I have a lot of respect for people who can focus on and write just one story at a time. Tons and tons. There are days I’m envious of your dedication to the single tale.

I’m not one of those people. If I get stuck on something – either I can’t figure out how to fix it, or I’m waiting for feedback – I have to work on something else. Sometimes I can just go to a different chapter in the same novel, but frequently I just pull up a different novel. I try and limit myself to two at a time, though.

The problem comes when I’m really, really stuck on the story I should be working on, so I neglect in favor of the other tale. And then I start to wonder if that means I don’t love the old story enough. And then I slide into “If I just deleted this, and that, and that over there…”

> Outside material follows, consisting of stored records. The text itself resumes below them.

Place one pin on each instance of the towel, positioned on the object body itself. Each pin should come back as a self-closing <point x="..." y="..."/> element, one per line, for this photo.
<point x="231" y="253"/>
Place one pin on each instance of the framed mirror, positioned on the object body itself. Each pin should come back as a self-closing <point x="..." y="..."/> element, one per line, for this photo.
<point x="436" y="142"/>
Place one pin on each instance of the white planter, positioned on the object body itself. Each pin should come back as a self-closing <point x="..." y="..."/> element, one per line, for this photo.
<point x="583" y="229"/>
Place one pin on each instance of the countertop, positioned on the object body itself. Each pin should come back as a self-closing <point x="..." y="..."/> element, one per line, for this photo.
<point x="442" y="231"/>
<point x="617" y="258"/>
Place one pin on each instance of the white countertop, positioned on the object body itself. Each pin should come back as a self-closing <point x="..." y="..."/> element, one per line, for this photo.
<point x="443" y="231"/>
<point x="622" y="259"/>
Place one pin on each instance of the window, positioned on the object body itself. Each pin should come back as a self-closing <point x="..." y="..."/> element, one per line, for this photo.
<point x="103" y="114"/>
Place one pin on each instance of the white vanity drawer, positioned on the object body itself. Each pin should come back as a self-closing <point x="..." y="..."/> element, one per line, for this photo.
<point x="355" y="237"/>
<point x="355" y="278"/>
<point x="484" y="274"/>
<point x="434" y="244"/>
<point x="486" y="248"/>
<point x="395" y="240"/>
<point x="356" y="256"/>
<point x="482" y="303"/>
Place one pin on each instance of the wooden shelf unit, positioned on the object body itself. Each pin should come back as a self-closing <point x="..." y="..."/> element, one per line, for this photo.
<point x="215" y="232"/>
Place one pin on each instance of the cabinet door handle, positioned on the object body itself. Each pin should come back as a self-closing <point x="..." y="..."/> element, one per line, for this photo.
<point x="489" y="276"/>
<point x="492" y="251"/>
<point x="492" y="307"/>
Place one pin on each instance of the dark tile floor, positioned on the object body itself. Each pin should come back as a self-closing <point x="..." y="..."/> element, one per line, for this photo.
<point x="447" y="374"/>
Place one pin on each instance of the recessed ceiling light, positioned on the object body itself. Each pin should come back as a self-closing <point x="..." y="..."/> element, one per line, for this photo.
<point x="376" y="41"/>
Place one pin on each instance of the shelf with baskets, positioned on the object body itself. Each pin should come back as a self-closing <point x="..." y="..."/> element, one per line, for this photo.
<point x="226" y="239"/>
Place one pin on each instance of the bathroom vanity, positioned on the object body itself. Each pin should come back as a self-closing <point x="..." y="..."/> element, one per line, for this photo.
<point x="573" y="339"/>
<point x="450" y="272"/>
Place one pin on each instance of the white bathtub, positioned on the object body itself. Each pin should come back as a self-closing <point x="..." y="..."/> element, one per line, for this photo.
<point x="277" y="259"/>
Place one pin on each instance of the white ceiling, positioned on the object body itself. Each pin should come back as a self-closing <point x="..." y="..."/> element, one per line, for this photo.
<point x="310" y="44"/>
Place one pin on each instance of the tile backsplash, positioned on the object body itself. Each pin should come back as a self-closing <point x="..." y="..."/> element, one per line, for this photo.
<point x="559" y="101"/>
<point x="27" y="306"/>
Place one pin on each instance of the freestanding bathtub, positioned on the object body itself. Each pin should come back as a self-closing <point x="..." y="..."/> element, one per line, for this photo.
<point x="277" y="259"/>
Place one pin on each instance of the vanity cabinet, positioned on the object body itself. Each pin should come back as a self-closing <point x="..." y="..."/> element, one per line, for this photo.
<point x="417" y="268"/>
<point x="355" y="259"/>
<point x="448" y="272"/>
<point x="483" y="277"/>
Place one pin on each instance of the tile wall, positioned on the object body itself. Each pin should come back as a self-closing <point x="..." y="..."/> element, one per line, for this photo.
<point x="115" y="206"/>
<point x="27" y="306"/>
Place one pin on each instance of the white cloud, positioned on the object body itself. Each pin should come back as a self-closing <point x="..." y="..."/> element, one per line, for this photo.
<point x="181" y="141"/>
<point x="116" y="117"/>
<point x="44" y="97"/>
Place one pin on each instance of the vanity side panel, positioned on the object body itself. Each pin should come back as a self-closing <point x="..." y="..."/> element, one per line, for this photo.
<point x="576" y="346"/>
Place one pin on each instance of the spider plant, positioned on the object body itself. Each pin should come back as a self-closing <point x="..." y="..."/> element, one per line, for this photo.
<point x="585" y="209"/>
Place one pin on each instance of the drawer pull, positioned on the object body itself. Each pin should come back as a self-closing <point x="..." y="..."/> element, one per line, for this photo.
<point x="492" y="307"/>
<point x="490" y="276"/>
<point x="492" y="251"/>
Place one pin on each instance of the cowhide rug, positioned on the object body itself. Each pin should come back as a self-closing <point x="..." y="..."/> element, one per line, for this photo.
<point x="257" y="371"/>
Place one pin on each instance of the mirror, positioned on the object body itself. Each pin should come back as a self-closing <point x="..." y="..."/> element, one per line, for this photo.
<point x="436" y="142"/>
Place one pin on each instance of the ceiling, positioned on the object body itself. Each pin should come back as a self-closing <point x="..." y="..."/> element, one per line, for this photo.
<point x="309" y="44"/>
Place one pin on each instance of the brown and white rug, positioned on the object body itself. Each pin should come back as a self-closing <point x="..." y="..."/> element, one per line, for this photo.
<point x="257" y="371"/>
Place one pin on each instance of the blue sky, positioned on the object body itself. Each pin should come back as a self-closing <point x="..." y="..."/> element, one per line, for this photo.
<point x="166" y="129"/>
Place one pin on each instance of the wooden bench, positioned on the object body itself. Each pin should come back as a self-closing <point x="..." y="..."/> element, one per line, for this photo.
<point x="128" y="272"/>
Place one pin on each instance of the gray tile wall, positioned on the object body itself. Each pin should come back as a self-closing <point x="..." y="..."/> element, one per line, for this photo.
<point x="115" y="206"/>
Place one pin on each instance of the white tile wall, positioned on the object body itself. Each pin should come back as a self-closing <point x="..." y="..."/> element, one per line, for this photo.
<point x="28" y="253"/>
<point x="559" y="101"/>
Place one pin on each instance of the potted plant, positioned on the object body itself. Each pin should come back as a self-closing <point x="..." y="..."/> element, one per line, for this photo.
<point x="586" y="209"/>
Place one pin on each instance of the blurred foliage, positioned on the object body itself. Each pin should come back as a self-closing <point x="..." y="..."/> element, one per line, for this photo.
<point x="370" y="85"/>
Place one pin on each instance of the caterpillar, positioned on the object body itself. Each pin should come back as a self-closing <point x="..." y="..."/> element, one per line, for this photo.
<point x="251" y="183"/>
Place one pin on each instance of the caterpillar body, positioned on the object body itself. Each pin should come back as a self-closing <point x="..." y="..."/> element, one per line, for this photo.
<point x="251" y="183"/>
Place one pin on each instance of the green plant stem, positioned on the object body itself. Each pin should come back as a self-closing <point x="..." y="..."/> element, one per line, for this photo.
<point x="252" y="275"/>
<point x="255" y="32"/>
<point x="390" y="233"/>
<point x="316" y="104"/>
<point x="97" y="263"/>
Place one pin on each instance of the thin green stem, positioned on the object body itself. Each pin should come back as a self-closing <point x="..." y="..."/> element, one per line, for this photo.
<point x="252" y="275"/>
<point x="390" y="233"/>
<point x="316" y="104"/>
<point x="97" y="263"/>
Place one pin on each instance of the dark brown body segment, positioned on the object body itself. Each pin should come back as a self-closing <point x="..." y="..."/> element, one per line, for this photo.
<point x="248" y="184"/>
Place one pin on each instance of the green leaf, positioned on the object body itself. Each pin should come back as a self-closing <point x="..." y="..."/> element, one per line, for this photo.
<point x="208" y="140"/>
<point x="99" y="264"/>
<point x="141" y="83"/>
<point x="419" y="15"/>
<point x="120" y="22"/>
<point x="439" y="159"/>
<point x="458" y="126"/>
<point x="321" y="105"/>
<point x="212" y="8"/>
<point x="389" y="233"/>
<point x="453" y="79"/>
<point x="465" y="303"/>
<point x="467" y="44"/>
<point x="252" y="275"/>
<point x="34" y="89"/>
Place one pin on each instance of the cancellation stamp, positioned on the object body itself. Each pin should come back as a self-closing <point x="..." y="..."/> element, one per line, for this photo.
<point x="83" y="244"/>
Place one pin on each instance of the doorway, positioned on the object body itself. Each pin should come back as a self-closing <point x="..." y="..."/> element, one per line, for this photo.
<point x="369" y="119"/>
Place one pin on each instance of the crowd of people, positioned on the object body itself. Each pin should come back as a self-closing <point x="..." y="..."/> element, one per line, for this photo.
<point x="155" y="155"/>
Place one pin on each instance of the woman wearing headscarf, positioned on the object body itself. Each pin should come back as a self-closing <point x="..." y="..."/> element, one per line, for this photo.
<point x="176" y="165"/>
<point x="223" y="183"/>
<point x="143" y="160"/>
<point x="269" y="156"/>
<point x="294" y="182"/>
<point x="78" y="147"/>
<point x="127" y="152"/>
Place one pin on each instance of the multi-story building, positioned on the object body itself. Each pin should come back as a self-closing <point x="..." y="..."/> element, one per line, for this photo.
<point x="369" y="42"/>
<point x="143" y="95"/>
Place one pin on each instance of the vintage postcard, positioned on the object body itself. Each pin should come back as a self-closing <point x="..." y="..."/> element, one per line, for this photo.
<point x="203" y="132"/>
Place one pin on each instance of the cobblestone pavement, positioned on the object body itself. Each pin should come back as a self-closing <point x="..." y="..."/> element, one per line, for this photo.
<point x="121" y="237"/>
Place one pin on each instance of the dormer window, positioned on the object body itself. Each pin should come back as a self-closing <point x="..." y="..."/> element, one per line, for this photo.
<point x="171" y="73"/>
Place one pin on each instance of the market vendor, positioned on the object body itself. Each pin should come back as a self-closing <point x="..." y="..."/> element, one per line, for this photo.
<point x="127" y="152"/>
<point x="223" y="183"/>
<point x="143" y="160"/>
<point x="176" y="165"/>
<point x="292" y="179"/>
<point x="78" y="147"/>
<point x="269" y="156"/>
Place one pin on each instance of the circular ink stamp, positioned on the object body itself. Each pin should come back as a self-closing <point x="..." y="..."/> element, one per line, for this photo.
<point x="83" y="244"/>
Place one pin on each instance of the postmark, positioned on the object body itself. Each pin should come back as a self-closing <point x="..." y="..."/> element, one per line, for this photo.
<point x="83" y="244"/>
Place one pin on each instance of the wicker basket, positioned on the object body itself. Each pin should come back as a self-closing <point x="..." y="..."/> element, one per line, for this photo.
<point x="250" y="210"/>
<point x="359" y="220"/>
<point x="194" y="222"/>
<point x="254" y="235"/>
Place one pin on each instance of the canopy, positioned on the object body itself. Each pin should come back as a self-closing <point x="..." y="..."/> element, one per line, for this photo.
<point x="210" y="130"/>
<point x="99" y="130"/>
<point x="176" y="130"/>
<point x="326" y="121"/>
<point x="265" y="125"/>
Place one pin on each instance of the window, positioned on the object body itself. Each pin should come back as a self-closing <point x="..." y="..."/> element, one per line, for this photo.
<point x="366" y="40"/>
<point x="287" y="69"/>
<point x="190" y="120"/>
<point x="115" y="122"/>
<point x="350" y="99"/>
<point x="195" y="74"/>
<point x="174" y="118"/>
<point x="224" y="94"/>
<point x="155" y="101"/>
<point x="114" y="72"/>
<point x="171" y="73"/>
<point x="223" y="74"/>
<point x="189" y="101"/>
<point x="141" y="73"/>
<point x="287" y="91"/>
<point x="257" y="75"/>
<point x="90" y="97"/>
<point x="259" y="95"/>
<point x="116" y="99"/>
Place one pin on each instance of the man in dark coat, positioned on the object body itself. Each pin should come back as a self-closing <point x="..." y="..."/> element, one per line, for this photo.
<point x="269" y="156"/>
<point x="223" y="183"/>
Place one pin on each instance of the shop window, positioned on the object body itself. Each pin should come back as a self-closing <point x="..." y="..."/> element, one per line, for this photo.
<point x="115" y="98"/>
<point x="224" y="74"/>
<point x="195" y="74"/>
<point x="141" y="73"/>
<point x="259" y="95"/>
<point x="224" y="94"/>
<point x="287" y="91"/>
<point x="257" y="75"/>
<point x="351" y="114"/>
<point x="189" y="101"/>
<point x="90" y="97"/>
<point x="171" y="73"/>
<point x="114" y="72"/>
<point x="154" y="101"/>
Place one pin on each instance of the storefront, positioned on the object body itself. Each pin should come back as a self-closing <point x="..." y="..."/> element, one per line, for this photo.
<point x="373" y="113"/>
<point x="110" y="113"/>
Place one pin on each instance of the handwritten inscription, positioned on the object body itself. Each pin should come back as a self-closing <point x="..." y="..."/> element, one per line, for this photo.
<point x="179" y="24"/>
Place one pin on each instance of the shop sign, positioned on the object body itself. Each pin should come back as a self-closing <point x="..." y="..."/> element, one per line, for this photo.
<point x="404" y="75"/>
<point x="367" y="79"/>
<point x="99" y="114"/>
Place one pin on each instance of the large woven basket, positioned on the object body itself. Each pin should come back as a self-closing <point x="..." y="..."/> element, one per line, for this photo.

I tend to walk away when I start thinking that deleting things is the only answer. Because…I don’t want to delete everything.

Which is where I’m stuck right now. I have a couple of issues with one of my stories that aren’t like vast, sweeping things. They don’t require me to rewrite large portions of the book. In fact, they really only need some tweaks here and there. But I can’t wrap my brain around them, so I keep avoiding them and going back to the story I know the answers to. The one that doesn’t require world-building and in which the entire plot doesn’t rest on being able to explain two or three individual points clearly.

I mean, technically it does. But it’s a lot easier to explain “Riley wants more than a one night stand, Zane doesn’t.” Than it is to explain “Kali and Aurael share a body, because Aurael is an angel that was created three hundred years ago to destroy gods and she’s not very good at her job and now there’s this ring that Vulcan created and the entire effect is like this whole multiple personality thing and the only reason it even happened is because there’s this spear, and Lucifer needs to get his hands on it but doesn’t have the most clear road map on how to do so, because mapquest was down that day…”

See the difference? (And yeah, that second bit is meant to be confusing. Here at least. It would be really nice if it made more sense in my story, but it doesn’t yet).

So part of me really wants to just delete this character, rather than try and figure out how to explain her. But the reason she’s in the story is because she’s basically foreshadowing for 75% of what happens in the next 300 pages.

What do you do when you try and over and over again to explain something in your writing and still can’t nail the details?